What I Learned From Competing In My First Bodybuilding Show This Past Weekend

This weekend reminded me that sometimes the best decisions you make are the ones that scare you the most.

I stepped on stage for the first time and learned more about myself in a few days than I have in years of training.

The first lesson:

Do something you’ve never done before.

Most people stay inside the same routines, same environments, same expectations, because it feels safe. But there’s a different version of you hiding on the other side of discomfort. I almost didn’t compete. I questioned if I was ready, if I was lean enough, if I’d embarrass myself, if all the work would even be worth it.

But somewhere during the process, I fell in love with it.

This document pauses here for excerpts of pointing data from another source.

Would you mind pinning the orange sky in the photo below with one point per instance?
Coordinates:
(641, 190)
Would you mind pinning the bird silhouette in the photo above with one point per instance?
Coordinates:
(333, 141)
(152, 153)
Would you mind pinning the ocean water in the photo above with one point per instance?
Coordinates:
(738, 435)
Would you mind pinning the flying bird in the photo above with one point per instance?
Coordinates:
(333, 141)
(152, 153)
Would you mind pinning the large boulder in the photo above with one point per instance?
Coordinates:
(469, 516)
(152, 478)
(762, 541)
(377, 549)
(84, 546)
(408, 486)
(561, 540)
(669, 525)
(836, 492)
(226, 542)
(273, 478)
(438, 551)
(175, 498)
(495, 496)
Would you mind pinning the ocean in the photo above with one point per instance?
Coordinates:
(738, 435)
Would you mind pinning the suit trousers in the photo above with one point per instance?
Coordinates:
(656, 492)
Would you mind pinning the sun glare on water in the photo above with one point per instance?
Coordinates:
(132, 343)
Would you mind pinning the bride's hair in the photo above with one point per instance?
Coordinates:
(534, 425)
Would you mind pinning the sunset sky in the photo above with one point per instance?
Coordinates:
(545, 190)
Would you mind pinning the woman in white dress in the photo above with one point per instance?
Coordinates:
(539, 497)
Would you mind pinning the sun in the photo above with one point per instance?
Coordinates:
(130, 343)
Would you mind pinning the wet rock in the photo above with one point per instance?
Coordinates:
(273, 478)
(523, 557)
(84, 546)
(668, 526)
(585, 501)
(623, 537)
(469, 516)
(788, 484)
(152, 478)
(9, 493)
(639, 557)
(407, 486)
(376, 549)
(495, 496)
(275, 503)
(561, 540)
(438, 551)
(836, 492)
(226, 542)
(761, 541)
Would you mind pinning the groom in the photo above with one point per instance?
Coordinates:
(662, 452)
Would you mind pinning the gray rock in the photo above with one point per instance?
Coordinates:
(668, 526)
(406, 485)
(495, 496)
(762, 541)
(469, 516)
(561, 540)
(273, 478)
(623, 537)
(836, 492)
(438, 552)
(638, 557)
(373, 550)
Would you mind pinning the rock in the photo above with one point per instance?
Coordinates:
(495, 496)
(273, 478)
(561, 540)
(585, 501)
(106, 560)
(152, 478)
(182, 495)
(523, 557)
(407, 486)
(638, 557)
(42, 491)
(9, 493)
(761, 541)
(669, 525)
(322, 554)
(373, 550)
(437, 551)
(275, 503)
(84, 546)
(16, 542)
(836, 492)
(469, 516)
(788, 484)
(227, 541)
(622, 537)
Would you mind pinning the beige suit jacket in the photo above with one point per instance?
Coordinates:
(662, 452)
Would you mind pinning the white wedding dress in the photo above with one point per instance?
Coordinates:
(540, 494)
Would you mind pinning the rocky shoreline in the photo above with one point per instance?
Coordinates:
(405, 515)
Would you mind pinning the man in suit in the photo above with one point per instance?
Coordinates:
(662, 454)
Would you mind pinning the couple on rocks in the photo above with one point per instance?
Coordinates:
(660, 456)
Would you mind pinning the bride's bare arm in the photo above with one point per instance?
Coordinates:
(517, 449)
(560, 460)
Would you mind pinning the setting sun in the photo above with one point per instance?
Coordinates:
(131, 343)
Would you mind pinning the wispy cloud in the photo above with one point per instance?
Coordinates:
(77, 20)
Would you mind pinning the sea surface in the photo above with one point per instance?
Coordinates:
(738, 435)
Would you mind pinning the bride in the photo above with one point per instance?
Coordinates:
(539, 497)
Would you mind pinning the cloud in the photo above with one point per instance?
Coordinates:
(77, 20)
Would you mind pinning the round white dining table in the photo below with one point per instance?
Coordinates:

Not just the stage. The discipline. The structure. The challenge. The pursuit of becoming better every single day.

There’s something powerful about throwing yourself into an experience with no guarantee of success. That’s where growth actually happens.

The second lesson:

The human body is capable of unbelievable things.

Watching my physique change throughout peak week was honestly insane. After weeks of depletion, seeing my body transform within minutes of introducing carbs again was one of the craziest things I’ve experienced.

Flat muscles became full.

My physique tightened up.

Vascularity changed hour by hour.

It reminded me how adaptive the human body really is when you give it a reason to adapt.

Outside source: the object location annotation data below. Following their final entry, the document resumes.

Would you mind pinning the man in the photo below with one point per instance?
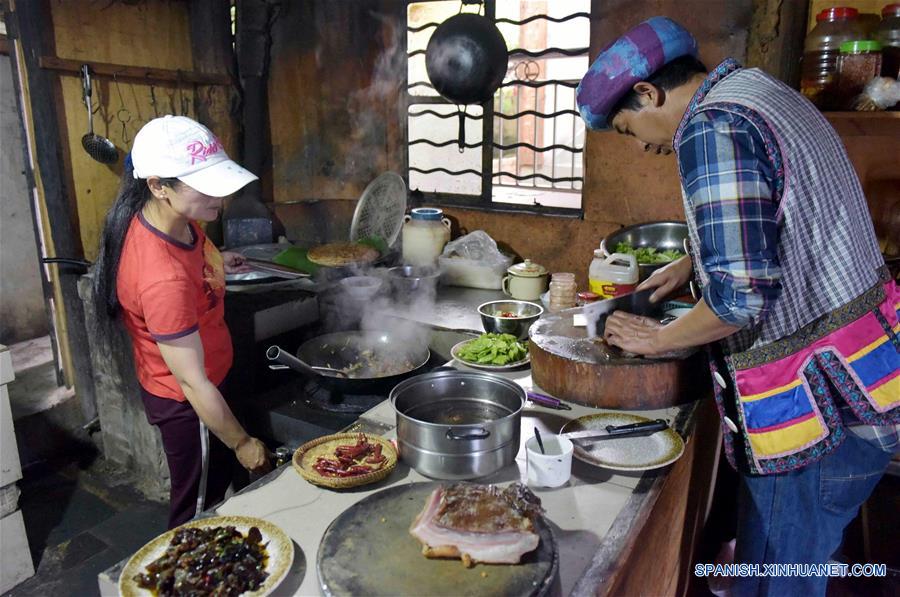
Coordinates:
(807, 363)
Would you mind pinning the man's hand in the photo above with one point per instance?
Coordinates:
(668, 279)
(633, 333)
(235, 263)
(253, 455)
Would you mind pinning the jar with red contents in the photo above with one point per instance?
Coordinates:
(858, 63)
(818, 77)
(888, 35)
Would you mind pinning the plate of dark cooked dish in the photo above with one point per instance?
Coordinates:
(223, 555)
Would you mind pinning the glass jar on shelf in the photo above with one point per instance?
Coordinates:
(818, 73)
(888, 35)
(858, 63)
(562, 291)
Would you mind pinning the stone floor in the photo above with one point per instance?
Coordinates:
(80, 521)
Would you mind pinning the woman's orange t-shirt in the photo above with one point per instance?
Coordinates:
(169, 289)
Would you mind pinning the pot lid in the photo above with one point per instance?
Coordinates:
(527, 269)
(426, 213)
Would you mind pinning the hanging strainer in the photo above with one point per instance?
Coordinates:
(380, 209)
(99, 148)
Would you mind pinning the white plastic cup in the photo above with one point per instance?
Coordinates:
(553, 468)
(361, 287)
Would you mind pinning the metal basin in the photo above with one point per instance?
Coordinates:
(660, 235)
(408, 280)
(523, 313)
(458, 424)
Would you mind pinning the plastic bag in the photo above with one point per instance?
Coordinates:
(880, 93)
(474, 261)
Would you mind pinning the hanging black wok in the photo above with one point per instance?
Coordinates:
(356, 362)
(466, 60)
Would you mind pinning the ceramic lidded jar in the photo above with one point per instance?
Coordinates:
(425, 232)
(525, 281)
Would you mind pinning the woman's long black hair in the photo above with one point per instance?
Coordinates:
(133, 195)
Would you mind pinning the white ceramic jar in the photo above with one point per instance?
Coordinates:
(525, 281)
(425, 232)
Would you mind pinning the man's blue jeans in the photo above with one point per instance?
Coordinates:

People underestimate what the body can do because most people never truly push it. They never test their discipline, their consistency, or their limits long enough to see what happens.

The body is incredibly intelligent.

It responds to stress.

It responds to fuel.

It responds to belief.

And when training, nutrition, recovery, and execution all align, the results can feel almost unreal.

The third lesson:

Believe in yourself before the results show up.

There were moments during prep where I doubted everything. Days I looked watery. Flat. Small. Tired. Days where I questioned whether I even belonged on stage.

But confidence isn’t built after success.

It’s built before it.

You have to believe in yourself while the outcome is still uncertain.

That applies to bodybuilding, business, relationships, and life in general.

Most people quit because they need proof before they commit.

But the people who actually accomplish big things commit before they have proof.

This weekend showed me that we’re all capable of way more than we think we are.

Sometimes all it takes is finally giving yourself permission to find out.